Regarding the flowchart, here are some details:
- Buying a bigger box: one of my favorite. Hardware is cheap, well, unless you’re on EC2. You can get 384 GB of ram for about $15k on Dell . How much developer and maintenance time is that worth? Of course, if you’re on EC2, you might have to pick some other solutions.
- Partitioning horizontally: If your data can be partitioned horizontally and you don’t need cross-shard joins, you just need a function to point to where the data resides. Easy. You could also grab the data from the shards and do a join in the app server if necessary. A lot of work though unless you start with this model.
- Partitioning with a central index: Say you have a site with users and profiles and then have a lot of extraneous data about the user.
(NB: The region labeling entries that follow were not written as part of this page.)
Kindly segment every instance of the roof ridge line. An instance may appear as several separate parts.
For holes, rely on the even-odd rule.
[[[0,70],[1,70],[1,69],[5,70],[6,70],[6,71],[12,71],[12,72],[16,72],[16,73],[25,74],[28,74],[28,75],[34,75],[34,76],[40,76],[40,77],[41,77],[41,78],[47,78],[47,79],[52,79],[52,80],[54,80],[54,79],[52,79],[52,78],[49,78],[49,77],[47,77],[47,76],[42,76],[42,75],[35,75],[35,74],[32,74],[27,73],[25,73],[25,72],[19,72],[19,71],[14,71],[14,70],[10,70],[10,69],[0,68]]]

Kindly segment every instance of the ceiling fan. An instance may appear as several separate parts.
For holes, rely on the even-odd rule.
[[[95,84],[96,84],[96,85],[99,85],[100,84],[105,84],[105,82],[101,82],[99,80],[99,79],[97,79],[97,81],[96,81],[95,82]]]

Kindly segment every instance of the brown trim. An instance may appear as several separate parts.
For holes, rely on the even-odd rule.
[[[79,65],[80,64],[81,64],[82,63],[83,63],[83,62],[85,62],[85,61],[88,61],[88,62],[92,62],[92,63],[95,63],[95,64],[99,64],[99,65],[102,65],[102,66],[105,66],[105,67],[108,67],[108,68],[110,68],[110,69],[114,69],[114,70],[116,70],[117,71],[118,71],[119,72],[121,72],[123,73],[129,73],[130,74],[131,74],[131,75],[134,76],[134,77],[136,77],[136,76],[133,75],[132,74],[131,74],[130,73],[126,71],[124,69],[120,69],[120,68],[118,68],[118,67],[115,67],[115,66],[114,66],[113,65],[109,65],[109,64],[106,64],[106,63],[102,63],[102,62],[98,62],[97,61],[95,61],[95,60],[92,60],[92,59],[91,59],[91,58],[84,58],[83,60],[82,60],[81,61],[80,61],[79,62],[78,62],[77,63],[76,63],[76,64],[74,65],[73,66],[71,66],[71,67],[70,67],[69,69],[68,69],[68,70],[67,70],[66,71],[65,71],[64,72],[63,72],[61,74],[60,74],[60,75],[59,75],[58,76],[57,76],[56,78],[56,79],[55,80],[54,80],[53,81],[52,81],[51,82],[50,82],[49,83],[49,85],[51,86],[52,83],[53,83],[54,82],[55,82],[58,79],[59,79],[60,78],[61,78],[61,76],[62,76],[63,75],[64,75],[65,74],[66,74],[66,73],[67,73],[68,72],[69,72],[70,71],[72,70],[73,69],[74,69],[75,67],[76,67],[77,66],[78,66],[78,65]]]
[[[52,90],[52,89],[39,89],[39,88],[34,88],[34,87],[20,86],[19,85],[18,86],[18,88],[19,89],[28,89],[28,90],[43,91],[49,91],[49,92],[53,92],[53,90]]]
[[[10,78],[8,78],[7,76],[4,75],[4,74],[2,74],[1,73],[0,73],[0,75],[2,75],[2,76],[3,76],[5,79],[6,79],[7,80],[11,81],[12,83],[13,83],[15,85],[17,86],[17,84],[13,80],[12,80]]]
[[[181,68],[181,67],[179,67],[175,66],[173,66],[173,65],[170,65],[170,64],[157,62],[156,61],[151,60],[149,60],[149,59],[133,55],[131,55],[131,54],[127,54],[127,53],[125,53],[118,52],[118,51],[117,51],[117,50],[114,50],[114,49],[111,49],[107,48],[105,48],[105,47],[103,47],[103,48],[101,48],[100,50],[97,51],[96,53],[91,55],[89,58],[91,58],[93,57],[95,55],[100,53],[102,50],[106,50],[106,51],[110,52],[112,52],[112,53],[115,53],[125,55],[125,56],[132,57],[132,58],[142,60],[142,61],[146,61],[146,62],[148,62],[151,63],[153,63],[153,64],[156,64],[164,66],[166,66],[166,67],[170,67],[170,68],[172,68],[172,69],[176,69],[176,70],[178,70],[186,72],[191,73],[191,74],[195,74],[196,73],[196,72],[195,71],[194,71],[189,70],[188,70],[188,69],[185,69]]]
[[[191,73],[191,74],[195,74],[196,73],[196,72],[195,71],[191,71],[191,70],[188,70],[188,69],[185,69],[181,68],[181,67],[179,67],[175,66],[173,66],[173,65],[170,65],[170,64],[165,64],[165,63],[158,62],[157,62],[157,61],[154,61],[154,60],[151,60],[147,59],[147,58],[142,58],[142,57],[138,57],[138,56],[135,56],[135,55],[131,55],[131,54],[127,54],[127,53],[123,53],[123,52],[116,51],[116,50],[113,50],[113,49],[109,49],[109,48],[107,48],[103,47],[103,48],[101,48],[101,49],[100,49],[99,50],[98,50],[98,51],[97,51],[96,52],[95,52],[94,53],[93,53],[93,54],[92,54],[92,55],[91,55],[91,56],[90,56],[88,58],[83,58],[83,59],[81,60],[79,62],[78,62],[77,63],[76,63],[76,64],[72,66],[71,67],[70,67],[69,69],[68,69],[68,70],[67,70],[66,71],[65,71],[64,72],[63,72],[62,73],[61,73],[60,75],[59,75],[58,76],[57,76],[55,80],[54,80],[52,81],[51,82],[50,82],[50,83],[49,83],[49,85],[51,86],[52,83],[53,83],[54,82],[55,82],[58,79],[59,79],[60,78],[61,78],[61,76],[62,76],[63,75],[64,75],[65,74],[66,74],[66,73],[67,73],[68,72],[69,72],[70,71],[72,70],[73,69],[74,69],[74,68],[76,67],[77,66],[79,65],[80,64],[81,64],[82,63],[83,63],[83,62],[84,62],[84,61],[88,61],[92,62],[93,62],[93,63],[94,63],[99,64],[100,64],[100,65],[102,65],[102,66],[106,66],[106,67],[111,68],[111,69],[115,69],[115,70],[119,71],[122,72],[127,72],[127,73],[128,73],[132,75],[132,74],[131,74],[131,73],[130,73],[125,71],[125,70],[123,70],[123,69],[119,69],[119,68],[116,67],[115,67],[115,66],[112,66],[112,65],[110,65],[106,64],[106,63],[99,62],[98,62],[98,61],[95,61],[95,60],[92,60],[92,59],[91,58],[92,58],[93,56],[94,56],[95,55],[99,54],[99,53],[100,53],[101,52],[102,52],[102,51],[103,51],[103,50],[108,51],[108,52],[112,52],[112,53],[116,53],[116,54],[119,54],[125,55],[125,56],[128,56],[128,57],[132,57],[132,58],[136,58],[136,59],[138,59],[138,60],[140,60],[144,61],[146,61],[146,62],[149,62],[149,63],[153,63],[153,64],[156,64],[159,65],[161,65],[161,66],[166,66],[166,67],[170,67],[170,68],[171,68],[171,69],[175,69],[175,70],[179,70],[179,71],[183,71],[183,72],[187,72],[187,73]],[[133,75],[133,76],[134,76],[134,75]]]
You can create a set of tables for the user for authentication, list of friends, followers and put that on one box. Then create an index which points to the datastore that the user is on and create multiple shards.
- Moving to a distributed store: Distributed data stores are very tricky to manage. The two on my list are Riak and FoundationDB. For Riak, it has to be run WITHOUT last-write wins, WITH CRDT’s AND allow-mult to merge any concurrent writes on the client. See this jepsen article for more details. FoundationDB just seems like magic. I’m still testing it.
- Zookeeper: Using an external node management like Zookeeper requires a lot of setup. But Zookeeper is the tool coordination for clusters. Here’s a link about SolrCloud and ZooKeeper.
The flowchart is oversimplified because there are many failure modes when it comes to scaling data. Dealing with an unreliable network is very difficult. Split-brain problems and master election problems are a big headache. Even in single-master scenarios, this is not a no-brainer. If you have the master separate from the slaves, what happens when all the slaves connect back to the master? The same goes for multi-datacenter applications. Splitting up data and adding more boxes is one thing, but dealing with failure modes is an entirely different beast. Although I’m referring mainly to databases, the same applies to file systems. Whenever I’ve waded out into the waters of distributed databases or filesystems, I have been burnt by some failure mode or other. Scaling it out might be easy, making sure it’s reliable not so much.
tl;dr - Flowcharts are awesome, but failure modes are not.